Le premier poème nous donne la preuve de la concision extatique du poète :
Je ne laisserai pas
ton visage me traverser
sans tenter d'en retenir
de mes paumes maladroites,
qui se penche vers moi,
le frais baptême d'été.
Le livre s'ouvre par des poèmes courts, disant la force de contemplation du poète abîmé dans ce qu'il adore :
Les lèvres du temps s'entrouvrent :
la nuit n'est pas obscure
puisque
même quand je ferme les yeux
tu existes.
Cette concentration, fruit de l'extase et de l'adoration liés au verbe, dessert son coude pour qu'un souffle plus ample, de page en page, gagne la respiration de la gorge qui chante.

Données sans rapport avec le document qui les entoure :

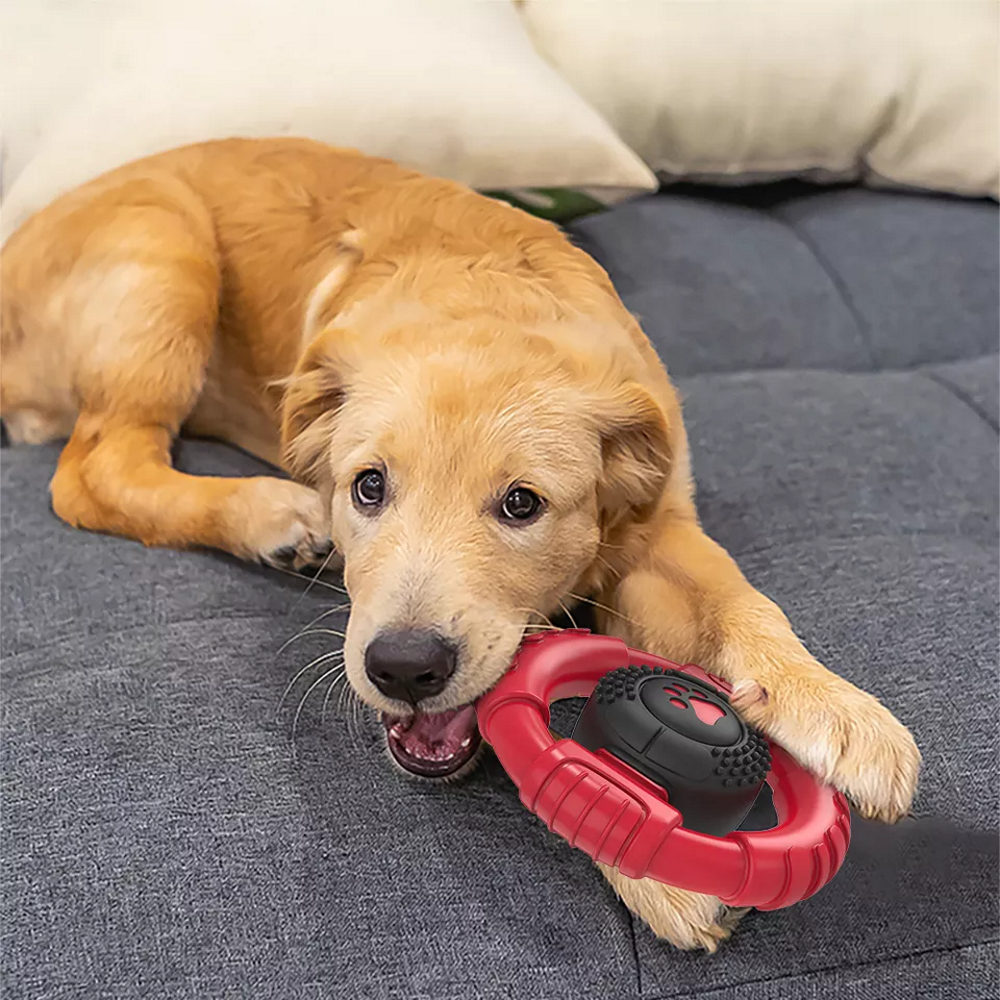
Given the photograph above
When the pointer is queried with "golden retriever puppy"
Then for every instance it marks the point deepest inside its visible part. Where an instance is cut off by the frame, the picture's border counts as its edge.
(468, 412)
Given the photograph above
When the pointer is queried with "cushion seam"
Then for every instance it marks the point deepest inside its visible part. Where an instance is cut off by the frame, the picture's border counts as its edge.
(125, 629)
(824, 970)
(756, 550)
(917, 368)
(835, 279)
(963, 397)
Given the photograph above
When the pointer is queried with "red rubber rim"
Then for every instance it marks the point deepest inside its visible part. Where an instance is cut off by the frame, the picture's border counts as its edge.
(602, 806)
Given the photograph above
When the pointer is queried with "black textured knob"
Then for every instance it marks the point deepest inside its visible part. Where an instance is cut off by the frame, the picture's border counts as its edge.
(682, 734)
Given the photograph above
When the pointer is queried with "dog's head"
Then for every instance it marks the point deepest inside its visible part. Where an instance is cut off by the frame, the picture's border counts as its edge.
(470, 475)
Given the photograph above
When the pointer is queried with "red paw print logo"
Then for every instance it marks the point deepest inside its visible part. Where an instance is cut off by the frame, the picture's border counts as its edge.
(681, 696)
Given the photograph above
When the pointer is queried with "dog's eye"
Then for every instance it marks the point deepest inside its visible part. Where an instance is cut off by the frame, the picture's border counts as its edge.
(520, 505)
(368, 490)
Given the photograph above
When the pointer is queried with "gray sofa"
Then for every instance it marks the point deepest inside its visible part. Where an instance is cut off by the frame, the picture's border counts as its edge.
(164, 838)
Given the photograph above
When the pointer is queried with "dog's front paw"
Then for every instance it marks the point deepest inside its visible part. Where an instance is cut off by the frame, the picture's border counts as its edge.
(280, 523)
(687, 920)
(845, 736)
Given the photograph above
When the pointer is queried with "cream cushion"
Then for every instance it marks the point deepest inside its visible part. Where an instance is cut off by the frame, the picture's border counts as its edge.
(451, 87)
(892, 91)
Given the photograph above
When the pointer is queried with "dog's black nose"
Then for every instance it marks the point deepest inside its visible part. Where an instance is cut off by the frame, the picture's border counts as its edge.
(409, 664)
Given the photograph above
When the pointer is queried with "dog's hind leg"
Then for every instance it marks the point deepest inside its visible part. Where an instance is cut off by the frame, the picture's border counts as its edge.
(131, 308)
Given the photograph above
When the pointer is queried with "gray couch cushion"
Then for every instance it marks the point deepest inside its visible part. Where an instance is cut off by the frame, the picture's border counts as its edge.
(163, 835)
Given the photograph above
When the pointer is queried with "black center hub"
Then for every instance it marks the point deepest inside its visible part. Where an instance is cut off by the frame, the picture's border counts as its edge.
(683, 735)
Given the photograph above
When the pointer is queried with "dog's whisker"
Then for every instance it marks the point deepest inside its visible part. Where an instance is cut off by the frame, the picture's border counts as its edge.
(597, 555)
(603, 607)
(316, 578)
(312, 663)
(307, 631)
(310, 579)
(329, 691)
(330, 611)
(568, 613)
(302, 703)
(535, 611)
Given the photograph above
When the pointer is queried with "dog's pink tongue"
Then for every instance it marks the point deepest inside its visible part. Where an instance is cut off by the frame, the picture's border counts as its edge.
(434, 745)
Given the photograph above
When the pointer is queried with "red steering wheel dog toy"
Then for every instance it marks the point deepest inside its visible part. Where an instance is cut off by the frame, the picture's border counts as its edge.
(649, 718)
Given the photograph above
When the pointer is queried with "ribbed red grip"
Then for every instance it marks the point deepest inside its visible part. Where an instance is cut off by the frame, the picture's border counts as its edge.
(600, 805)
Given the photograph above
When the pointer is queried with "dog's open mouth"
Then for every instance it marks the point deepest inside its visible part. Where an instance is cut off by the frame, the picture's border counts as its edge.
(433, 746)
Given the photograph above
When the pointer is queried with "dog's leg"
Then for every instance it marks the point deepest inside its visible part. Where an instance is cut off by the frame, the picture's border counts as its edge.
(117, 478)
(688, 601)
(135, 306)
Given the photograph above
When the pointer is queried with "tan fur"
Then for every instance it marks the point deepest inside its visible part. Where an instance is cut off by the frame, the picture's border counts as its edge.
(336, 312)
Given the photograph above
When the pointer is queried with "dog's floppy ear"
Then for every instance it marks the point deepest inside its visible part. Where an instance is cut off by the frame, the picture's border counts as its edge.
(313, 395)
(635, 452)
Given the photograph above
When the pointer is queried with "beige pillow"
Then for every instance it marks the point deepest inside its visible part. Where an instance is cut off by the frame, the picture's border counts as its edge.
(451, 87)
(900, 91)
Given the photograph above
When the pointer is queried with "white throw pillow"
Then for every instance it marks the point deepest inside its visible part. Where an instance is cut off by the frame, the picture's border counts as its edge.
(899, 91)
(451, 87)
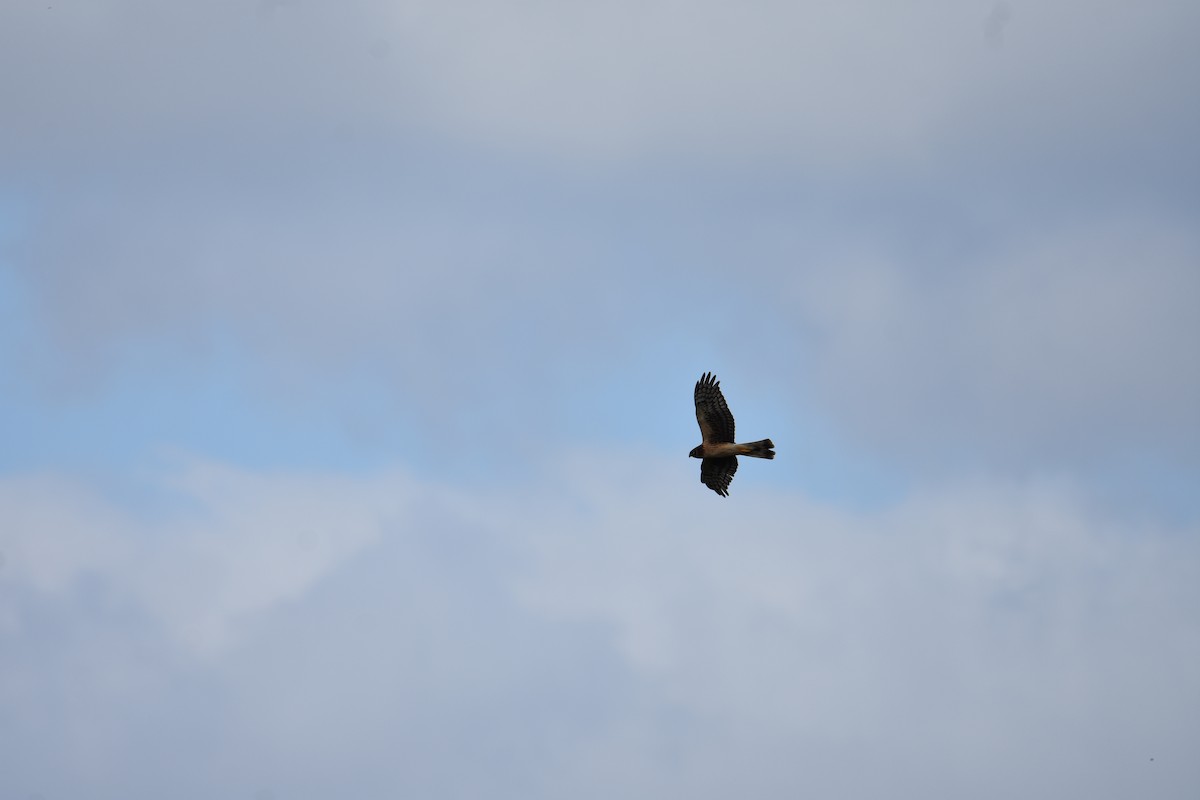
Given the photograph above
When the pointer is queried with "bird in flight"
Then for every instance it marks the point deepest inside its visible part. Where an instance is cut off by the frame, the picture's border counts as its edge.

Un printemps de neige et de citrons
galope maintenant sous nos pas ;
ignores-tu encore que ton visage
donne forme exacte à mes rêves ?
A te voir marcher sur cette terre,
j'ai appris à ourler le réel de la clarté
profonde que dessinent ta parole,
ton ventre et ton souffle. Tu portes avec toi
la justesse du premier matin,
l'enfance qui appelle la confiance,
le sourire qu'abreuvent nos désirs.
Comment te dire sinon dans la pauvreté
de ces mots que balbutie mon impuissance ?
En toi se partagent l'approche et la distance
dans le jardin qui sera notre domaine
où vivre est le rire vertical de la lumière.
La voix, confinée au réel, fait son chemin, s'éloigne de la louange pour se risquer au recueil des images auxquelles elle donne rythme et ampleur. Jusqu'au final, qui ouvre le piège de la maison du verbe aux lèvres qui transcendent ceux qui ne portent rien :
Douceur, cesse-là de ne pas être
femme. Pris au lèvres
du néant et de la mort,
ce qui fait le vivant de nos corps
pneumatiques
cèle cela qui demeure toute énigme :
c'est toi l'instrument d'allégresse,
tant cela (ferveur ou faveur)
féconde le temps, nôtre.
Pascal Meiplat, Le fil Humain, éditions de l'Atlantique, 50 pages, 16 euros.